Who Should Be In?: Connie Britton, Friday Night Lights: look up chemistry in the dictionary, and you'll see a photo of Kyle Chandler and this amazing actress. It's laughable that she's yet to win. It's unforgivable that she has yet to earn a nomination; Christina Hendricks, Mad Men: it's easy for someone to play a bimbo as an empty-headed slut. It's something for an actress to make them seem as empowered as the suits they work for; and Chloe Sevigny, Big Love: arguably the best reason to watch the show.
SUPPORTING ACTRESS IN A COMEDY SERIES
Most Likely: Kristin Chenoweth, Pushing Daisies; Conchata Ferrell, Two and a Half Men; Jane Krakowski, 30 Rock; Jean Smart, Samantha Who?; Holland Taylor, Two and a Half Men; Vanessa Williams, Ugly Betty
Why?: In general, the usual set of nominees, minus Krakowski. Word on the web (as little as it has been recently) is that this could be her time right now. I personally think she's been great the entire time, so I welcome a nomination for her. Chenoweth and Smart should be last year's freshman repeats.

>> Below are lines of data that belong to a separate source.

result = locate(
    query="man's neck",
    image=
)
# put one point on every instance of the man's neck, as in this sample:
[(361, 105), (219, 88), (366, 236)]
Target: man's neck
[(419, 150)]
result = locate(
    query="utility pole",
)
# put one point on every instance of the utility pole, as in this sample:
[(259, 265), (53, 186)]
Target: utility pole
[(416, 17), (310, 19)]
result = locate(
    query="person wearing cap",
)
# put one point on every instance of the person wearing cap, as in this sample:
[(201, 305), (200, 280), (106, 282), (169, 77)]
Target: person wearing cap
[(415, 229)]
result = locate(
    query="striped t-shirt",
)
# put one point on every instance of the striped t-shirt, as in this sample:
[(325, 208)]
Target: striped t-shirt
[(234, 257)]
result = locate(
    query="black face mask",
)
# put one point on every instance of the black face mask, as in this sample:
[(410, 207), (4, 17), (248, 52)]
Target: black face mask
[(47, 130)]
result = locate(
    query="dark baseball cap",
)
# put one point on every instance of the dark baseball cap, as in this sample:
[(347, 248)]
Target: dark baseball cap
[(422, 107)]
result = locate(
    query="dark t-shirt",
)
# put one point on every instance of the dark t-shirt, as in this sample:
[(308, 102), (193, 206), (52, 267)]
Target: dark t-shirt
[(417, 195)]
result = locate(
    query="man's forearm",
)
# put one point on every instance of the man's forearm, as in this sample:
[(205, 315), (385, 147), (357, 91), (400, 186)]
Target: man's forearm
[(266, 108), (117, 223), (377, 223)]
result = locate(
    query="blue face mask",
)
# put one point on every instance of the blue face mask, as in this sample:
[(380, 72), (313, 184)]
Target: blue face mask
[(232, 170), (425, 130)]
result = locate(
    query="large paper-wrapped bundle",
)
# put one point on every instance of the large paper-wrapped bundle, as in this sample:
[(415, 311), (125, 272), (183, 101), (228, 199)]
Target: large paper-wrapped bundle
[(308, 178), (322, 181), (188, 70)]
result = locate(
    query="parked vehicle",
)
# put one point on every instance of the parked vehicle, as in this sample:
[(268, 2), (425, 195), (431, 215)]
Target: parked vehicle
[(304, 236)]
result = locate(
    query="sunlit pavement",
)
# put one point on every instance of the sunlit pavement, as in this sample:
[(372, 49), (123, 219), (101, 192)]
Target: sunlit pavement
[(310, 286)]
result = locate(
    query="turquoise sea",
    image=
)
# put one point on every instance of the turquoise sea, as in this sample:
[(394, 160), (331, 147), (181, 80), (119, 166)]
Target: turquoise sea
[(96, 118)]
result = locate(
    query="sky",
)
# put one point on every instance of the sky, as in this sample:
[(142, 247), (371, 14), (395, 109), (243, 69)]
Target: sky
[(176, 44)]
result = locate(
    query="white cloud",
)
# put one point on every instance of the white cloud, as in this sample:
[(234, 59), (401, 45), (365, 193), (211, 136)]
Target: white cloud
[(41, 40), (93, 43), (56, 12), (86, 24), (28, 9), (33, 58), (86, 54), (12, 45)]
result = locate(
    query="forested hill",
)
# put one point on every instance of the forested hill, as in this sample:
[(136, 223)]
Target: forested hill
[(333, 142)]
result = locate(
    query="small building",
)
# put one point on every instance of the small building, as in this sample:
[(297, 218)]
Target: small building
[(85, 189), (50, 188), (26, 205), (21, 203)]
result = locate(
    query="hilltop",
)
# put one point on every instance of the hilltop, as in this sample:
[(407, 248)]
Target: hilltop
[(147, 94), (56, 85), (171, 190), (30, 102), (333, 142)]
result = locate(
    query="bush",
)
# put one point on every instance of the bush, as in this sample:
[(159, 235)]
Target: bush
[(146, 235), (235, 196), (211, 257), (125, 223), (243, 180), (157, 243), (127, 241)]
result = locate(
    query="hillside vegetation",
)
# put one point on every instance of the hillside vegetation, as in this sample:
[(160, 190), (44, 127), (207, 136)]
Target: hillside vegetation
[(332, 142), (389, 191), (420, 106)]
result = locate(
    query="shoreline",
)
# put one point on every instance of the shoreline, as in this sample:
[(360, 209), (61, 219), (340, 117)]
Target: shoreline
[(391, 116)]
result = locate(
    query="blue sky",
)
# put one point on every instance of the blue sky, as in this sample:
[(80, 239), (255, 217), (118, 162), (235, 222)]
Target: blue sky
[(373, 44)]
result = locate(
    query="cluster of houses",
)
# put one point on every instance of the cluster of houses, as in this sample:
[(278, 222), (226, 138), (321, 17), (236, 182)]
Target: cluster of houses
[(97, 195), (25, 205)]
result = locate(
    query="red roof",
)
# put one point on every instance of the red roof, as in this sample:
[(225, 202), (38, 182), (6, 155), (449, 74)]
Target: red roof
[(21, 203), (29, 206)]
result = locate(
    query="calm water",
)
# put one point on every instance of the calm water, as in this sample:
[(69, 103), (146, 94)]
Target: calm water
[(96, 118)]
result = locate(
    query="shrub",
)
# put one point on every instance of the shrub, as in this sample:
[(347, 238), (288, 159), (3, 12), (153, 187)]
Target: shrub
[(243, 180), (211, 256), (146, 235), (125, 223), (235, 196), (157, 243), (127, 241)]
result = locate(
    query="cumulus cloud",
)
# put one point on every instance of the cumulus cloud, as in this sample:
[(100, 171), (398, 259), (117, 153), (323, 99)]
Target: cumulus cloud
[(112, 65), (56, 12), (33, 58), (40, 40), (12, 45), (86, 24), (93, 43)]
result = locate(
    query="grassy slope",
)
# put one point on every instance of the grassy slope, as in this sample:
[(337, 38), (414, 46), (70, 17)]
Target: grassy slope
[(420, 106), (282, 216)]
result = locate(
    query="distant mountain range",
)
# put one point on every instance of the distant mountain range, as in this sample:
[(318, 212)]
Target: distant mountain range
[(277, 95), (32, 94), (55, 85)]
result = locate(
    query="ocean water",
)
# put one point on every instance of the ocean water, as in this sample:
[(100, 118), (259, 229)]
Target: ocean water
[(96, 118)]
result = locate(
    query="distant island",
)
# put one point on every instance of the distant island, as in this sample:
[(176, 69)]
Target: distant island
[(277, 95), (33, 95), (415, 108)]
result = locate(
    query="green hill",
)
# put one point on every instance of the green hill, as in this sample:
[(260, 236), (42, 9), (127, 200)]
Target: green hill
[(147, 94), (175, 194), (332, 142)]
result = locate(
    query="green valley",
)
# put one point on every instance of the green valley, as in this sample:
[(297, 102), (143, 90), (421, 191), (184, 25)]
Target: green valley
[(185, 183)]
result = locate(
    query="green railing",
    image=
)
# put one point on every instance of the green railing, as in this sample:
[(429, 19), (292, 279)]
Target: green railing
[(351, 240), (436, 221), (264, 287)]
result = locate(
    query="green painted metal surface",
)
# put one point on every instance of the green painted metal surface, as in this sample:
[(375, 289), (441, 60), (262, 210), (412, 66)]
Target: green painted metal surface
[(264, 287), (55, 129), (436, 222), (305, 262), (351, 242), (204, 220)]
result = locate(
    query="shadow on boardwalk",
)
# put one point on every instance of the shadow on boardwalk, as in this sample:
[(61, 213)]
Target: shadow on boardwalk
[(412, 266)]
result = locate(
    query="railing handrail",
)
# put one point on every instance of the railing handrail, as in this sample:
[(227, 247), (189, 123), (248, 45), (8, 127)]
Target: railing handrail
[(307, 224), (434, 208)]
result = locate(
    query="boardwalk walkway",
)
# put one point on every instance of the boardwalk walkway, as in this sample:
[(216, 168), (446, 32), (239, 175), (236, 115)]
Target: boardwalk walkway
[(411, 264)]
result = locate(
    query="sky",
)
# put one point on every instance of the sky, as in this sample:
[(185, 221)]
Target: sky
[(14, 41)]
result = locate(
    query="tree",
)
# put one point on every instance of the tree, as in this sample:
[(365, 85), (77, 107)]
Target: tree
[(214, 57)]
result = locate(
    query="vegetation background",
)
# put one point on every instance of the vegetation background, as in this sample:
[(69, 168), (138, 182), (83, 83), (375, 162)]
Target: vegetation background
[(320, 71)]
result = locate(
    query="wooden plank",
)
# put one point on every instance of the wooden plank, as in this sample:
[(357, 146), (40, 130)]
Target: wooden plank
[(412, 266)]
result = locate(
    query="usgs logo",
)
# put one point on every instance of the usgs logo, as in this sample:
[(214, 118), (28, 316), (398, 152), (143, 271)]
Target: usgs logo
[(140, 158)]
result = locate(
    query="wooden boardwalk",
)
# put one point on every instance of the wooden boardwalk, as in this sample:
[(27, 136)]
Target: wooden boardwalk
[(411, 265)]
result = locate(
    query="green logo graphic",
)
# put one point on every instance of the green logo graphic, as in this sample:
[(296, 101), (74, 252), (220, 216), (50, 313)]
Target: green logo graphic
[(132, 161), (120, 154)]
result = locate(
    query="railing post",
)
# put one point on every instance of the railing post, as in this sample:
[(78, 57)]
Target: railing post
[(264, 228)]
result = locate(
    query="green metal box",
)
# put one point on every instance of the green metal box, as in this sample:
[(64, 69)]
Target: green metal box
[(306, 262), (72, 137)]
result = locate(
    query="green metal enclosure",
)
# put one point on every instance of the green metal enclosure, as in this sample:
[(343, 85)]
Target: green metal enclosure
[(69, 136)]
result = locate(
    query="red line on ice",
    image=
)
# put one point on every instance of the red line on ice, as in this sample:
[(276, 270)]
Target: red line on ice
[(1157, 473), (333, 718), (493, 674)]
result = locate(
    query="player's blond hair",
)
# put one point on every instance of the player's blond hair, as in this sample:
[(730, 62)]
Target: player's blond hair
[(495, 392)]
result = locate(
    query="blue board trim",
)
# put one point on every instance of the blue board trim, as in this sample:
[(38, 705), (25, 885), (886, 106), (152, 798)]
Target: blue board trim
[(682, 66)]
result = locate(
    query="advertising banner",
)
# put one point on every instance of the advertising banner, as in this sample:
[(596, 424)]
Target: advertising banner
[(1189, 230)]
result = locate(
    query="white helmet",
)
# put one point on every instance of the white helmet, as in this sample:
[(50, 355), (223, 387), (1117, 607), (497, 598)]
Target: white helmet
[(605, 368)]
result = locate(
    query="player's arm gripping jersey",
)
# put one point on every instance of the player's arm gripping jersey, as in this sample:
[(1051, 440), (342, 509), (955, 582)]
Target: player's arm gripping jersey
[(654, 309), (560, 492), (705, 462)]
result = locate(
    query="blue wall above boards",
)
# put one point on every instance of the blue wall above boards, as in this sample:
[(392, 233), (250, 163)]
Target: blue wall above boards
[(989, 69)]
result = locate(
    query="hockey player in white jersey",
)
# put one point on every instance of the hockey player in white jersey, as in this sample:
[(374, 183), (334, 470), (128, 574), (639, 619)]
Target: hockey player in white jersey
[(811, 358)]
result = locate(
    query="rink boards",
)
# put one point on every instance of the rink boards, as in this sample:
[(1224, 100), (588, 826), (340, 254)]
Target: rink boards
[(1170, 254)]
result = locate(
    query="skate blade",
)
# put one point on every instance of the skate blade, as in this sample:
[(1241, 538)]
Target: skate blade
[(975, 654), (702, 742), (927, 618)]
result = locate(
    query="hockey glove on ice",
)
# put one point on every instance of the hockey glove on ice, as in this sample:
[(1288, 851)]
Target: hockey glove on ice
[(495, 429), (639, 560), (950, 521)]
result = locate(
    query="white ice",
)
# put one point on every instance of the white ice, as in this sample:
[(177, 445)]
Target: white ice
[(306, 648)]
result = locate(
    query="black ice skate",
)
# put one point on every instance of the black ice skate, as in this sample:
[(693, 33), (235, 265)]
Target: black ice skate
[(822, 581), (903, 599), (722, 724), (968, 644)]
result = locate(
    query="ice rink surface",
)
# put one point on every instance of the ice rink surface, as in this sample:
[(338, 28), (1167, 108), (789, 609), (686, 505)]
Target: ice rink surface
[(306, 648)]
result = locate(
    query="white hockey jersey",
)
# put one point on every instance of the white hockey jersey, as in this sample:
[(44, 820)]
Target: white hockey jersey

Who Should Be In?: Andrea Anders, Better Off Ted: from what I gather, the best part of an underrated show; Jenna Fischer, The Office: constantly overshadowed by her male co-stars. Another nomination should happen soon; and Elizabeth Perkins, Weeds: she didn't get a nomination for her great work last year, so I don't know how much voters favor her. They seem to be pretty split on Weeds altogether.
So there you have it. A pretty exhaustive list a few weeks shy of nomination day. It'll be interesting to see how much this changes between then and now.